Yoliander's Gate was crowded with travellers and merchants on their wagons and carts. He slowedWhitesong as he approached the pale grey stones of the city gate, joining the flow of crowd heading into the city. Whitesong was panting and Fayte was dripping sweat from the searing noon sun. He stroked her head and kissed her once, thanking her for the effort and promising her a bowl of water once they were at the castle. The flow was moving too slow so Fayte got off the road and cut ahead by the grass. A few merchants yelled at him but Fayte ignored them. I need to get this to father at once.
A knight dressed in his armour of steel plates stood by the side of the gate behind Rondiar's wall.

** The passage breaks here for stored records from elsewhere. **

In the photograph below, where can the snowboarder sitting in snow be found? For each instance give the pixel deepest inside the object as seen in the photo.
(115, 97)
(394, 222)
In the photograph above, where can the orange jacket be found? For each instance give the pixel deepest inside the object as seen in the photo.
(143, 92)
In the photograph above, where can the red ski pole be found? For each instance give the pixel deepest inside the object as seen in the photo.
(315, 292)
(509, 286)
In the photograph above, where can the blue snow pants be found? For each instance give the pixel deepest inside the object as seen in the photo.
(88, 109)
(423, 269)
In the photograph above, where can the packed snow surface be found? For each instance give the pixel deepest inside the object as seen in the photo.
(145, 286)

"Captain Teynier," Fayte said, moving Whitesong out of the street. "Fair noon, Sir."
"Good day to you as well," the Captain of the City's Watch said. "I wasn't expecting my squire to return until dusk on the morrow."

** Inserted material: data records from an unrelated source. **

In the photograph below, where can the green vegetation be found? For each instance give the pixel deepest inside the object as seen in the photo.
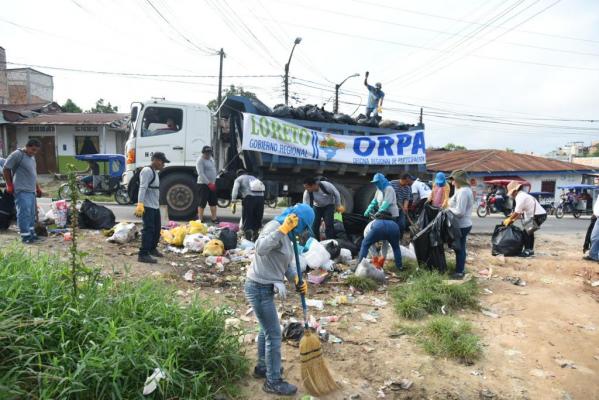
(427, 292)
(104, 342)
(451, 337)
(360, 283)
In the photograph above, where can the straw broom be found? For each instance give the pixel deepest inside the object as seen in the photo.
(316, 376)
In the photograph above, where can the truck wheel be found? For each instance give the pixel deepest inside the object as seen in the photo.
(347, 198)
(363, 198)
(180, 193)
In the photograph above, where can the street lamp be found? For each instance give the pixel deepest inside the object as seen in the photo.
(337, 86)
(297, 41)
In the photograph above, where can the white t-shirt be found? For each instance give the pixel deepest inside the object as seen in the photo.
(528, 205)
(421, 188)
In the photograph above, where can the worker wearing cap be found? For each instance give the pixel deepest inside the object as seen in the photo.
(148, 208)
(375, 97)
(206, 169)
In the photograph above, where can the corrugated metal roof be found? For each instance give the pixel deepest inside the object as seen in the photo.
(493, 161)
(112, 119)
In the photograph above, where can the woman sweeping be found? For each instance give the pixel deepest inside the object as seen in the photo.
(460, 205)
(265, 277)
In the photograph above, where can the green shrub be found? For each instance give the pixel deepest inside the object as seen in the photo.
(450, 337)
(104, 343)
(426, 293)
(361, 283)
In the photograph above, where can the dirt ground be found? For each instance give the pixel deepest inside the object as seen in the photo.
(541, 342)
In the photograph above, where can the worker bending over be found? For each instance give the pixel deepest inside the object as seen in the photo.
(251, 190)
(274, 260)
(325, 199)
(148, 208)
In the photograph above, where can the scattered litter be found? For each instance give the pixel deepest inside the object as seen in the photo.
(318, 304)
(153, 380)
(489, 313)
(189, 276)
(123, 233)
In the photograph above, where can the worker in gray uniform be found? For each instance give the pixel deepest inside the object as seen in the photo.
(148, 208)
(251, 190)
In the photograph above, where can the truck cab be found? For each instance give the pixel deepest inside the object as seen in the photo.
(180, 130)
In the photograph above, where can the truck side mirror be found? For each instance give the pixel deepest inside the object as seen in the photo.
(134, 112)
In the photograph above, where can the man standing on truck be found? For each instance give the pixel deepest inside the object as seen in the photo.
(251, 190)
(206, 169)
(148, 208)
(20, 175)
(375, 97)
(325, 199)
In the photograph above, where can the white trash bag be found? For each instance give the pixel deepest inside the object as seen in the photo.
(124, 232)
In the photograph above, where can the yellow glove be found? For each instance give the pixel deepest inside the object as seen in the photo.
(290, 223)
(303, 288)
(139, 210)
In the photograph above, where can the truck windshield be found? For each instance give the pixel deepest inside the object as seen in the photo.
(161, 121)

"I have urgent news to bring to my father," Fayte said, bending over to speak closer to Captain Teynier. He dropped his voice to a whisper. "Ironsville was attacked by a horde of undeads last night."
The middle aged man folded his thick arms and raised a hand to rub the thick brown beard around his chin. Captain Teynier was not one to be easily frightened or disturbed. He had faced countless battles and lived through them all. If the scar that ran straight down the left of his face was not proof, there were more that covered his tanned body.
"Go," he said after a thought. "This is beyond my power. But before that-"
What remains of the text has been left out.